2. Y a-t-il une solution "gratuite" ou très bon marché ?
Les grands-parents représentent 40 % des modes de garde en France pour les vacances. C'est zéro coût (à part peut-être quelques cadeaux !). Mais ce n'est pas toujours possible selon les distances et les disponibilités. Certaines communes proposent aussi des centres aérés ou accueils de loisirs en juillet-août pour 30-50 € par semaine, ce qui complète une garde pour les enfants de 3 ans et plus.
4. Faut-il déclarer une baby-sitter ou est-ce trop cher administrativement ?
Au contraire : déclarer une baby-sitter, c'est accéder au crédit d'impôt de 50 % et au CMG si vous êtes éligible.

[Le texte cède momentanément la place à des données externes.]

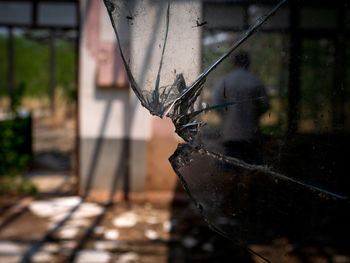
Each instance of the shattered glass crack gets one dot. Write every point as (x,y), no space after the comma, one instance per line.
(243,201)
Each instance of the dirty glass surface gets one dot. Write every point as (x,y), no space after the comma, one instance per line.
(281,186)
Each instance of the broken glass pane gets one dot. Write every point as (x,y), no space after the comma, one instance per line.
(276,185)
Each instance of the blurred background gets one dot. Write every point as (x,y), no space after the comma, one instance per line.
(76,142)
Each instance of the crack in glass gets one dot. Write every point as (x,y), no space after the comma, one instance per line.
(242,201)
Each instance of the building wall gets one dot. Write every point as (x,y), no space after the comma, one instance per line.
(112,121)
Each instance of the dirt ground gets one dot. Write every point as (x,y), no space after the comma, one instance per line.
(57,227)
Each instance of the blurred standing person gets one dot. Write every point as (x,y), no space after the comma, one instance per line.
(241,120)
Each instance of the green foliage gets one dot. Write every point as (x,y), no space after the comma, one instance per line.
(32,66)
(15,141)
(17,186)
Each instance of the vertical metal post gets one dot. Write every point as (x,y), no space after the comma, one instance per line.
(11,65)
(52,78)
(338,88)
(294,70)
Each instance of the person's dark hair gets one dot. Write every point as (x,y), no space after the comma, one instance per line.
(241,60)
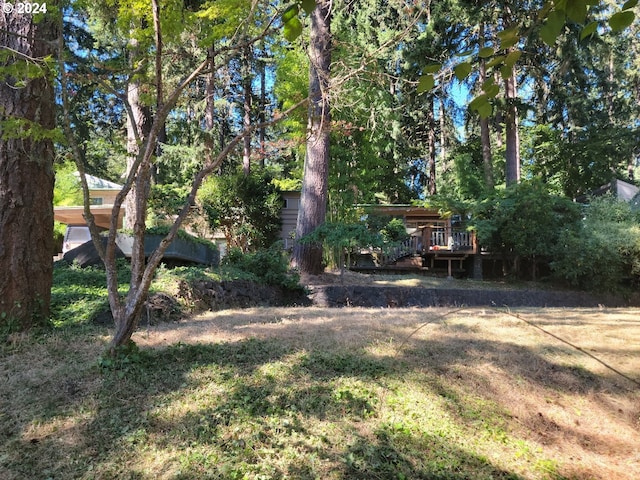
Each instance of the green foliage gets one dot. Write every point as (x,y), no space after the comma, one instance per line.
(603,252)
(184,235)
(79,295)
(524,220)
(466,180)
(67,190)
(270,266)
(246,208)
(341,240)
(167,199)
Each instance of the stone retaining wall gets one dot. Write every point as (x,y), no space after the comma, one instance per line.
(376,296)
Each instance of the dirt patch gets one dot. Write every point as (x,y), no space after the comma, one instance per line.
(389,296)
(208,295)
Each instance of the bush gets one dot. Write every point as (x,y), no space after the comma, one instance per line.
(270,266)
(525,222)
(603,253)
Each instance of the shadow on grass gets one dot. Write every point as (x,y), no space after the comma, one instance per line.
(279,409)
(260,408)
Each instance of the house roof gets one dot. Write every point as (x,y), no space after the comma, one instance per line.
(96,183)
(620,189)
(74,215)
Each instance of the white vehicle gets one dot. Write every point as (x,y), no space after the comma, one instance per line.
(74,236)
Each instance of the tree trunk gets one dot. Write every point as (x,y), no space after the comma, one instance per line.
(263,114)
(247,105)
(209,112)
(431,147)
(313,201)
(138,125)
(485,135)
(512,167)
(26,174)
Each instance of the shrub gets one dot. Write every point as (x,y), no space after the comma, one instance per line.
(525,221)
(603,253)
(270,266)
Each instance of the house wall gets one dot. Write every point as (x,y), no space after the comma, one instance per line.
(289,215)
(103,197)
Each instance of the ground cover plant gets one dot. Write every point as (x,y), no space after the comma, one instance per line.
(329,394)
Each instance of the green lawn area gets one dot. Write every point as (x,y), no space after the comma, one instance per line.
(311,393)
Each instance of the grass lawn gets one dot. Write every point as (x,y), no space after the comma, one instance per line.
(306,393)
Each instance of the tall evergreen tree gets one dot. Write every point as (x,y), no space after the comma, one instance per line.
(27,122)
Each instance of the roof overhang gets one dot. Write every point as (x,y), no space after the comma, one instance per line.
(74,215)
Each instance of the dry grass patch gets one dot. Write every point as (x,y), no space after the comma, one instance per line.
(308,393)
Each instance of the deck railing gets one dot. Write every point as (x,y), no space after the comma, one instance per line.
(453,239)
(410,246)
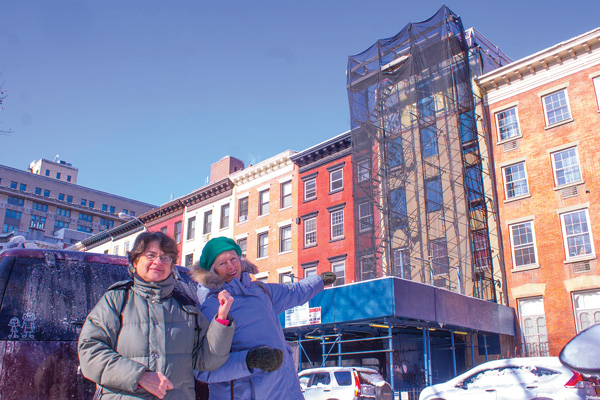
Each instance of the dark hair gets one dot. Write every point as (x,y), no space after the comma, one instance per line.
(166,244)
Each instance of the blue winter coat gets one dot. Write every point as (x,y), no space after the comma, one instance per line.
(255,311)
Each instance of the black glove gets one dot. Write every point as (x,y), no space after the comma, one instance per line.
(264,358)
(328,277)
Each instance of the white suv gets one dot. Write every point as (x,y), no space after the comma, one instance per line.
(344,383)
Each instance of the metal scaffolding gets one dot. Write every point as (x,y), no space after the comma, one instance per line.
(423,196)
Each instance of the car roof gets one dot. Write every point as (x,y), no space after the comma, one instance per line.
(336,369)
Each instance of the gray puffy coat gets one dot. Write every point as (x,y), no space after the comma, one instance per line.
(157,334)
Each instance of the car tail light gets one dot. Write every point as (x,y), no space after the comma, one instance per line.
(356,384)
(576,381)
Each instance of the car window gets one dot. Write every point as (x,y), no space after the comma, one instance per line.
(322,378)
(371,378)
(42,301)
(343,378)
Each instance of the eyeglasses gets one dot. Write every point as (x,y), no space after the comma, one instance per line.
(165,259)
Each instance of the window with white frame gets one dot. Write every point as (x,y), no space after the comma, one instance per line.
(286,194)
(263,244)
(522,241)
(365,216)
(587,308)
(566,166)
(312,271)
(508,124)
(597,87)
(310,189)
(515,180)
(263,202)
(336,180)
(577,234)
(363,170)
(339,269)
(556,107)
(285,238)
(310,232)
(533,326)
(337,224)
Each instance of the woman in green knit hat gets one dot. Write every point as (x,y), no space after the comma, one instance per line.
(256,308)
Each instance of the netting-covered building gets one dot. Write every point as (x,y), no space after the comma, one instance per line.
(423,194)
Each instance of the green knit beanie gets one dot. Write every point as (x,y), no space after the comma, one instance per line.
(214,247)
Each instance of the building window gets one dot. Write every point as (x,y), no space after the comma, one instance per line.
(286,194)
(310,232)
(177,233)
(522,240)
(263,244)
(336,180)
(243,243)
(191,228)
(337,224)
(59,225)
(587,308)
(429,145)
(106,223)
(577,234)
(310,189)
(339,269)
(363,170)
(243,210)
(285,238)
(286,277)
(39,206)
(224,223)
(15,201)
(85,229)
(85,217)
(263,202)
(63,211)
(434,194)
(207,227)
(556,107)
(515,181)
(440,262)
(566,166)
(533,327)
(508,124)
(365,216)
(401,263)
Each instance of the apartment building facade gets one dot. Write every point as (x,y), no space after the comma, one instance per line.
(264,217)
(326,210)
(544,114)
(44,202)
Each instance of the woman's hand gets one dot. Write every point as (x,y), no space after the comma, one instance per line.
(155,383)
(225,301)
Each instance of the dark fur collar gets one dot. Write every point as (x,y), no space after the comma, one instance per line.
(211,280)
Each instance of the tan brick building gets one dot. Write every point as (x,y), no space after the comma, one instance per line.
(545,124)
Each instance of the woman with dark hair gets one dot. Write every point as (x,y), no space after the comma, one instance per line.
(144,338)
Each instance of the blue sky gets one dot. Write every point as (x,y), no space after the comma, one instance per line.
(143,95)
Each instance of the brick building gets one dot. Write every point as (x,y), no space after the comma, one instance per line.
(264,216)
(326,210)
(544,119)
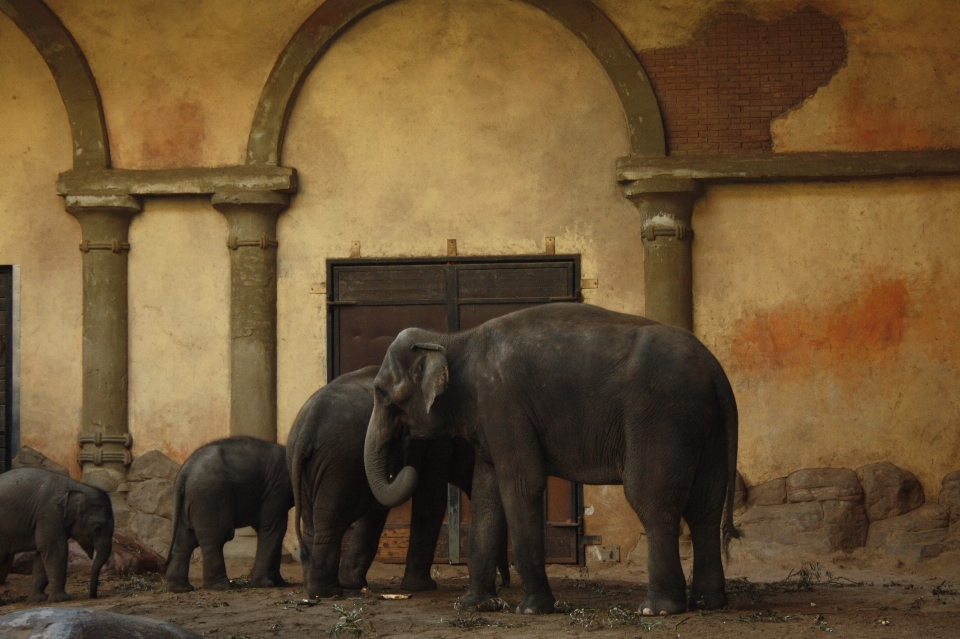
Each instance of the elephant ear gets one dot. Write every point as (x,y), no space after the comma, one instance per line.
(72,504)
(432,373)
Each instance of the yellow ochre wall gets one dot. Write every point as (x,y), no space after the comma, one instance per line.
(832,306)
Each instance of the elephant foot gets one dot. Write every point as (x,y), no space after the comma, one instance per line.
(707,601)
(173,586)
(480,601)
(659,604)
(504,575)
(537,605)
(262,582)
(317,592)
(219,584)
(353,581)
(418,583)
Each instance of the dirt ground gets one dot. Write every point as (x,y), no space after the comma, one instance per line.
(765,602)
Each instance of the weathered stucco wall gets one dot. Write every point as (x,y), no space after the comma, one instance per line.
(485,121)
(179,327)
(37,234)
(834,311)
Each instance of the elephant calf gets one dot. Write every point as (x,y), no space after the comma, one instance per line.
(228,484)
(41,511)
(325,458)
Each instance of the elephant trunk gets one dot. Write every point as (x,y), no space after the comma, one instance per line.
(376,460)
(104,549)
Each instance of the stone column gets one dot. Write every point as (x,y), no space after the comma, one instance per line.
(666,208)
(105,439)
(253,308)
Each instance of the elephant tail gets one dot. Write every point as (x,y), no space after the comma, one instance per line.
(728,409)
(179,488)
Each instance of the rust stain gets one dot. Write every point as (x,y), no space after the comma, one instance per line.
(871,126)
(867,328)
(173,133)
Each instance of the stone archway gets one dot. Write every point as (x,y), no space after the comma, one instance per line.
(78,88)
(335,17)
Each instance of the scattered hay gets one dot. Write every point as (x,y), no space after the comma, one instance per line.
(351,623)
(769,616)
(477,621)
(805,579)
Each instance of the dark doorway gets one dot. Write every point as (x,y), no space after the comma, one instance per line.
(6,366)
(371,300)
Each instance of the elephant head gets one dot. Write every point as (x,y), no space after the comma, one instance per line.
(411,377)
(88,515)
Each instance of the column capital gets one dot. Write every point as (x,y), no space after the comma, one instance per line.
(265,202)
(118,203)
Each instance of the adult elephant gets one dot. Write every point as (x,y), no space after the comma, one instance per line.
(325,459)
(581,393)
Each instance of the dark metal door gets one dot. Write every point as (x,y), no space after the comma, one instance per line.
(371,301)
(6,364)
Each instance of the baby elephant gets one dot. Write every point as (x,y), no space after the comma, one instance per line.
(40,511)
(229,484)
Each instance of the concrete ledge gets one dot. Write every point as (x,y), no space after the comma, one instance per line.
(788,167)
(192,181)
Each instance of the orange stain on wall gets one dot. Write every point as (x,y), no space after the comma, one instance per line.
(866,329)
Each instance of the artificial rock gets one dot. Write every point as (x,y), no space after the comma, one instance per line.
(889,491)
(151,496)
(769,493)
(152,465)
(822,484)
(950,495)
(916,535)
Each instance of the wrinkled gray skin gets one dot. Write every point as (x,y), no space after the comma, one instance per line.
(581,393)
(78,623)
(41,511)
(325,458)
(227,484)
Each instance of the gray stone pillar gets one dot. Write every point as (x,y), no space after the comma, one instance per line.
(105,439)
(666,208)
(253,308)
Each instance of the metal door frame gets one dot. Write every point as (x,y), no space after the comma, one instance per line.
(11,443)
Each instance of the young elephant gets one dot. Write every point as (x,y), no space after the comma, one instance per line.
(40,511)
(229,484)
(325,458)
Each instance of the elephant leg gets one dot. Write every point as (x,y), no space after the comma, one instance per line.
(40,581)
(657,490)
(54,558)
(266,565)
(270,534)
(333,510)
(522,490)
(363,548)
(703,513)
(6,565)
(429,506)
(503,562)
(178,563)
(487,529)
(211,542)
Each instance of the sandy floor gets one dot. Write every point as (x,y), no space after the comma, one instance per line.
(766,601)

Cela réduit de moitié le coût réel. Sans déclaration, vous payez la totalité sans aucun retour, et c'est illégal pour l'employé. Pajemploi a simplifié les démarches : quelques clics par mois suffisent.
Conclusion
Pas de solution universelle : tout dépend de votre budget, de vos horaires et de la durée de garde nécessaire. Pour un besoin de deux mois complets, la nounou à domicile avec CMG reste compétitive (environ 1 500 € net après aide). Pour des gardes ponctuelles, la baby-sitter est flexible et rapidement déclarée. L'assistante maternelle convient si la structure d'accueil est disponible tout l'été. Et l'au pair devient pertinente pour les très longues vacances ou si vous recherchez une solution culturelle.
L'important ? Anticiper dès juin, comparer vos droits aux aides CAF via le simulateur officiel, et ne pas négliger la déclaration. Les bons vacances CAF 2026 offrent jusqu'à 600 € pour les familles : vérifiez aussi votre éligibilité. Cumulées, ces aides transforment vraiment le budget garde pendant l'été.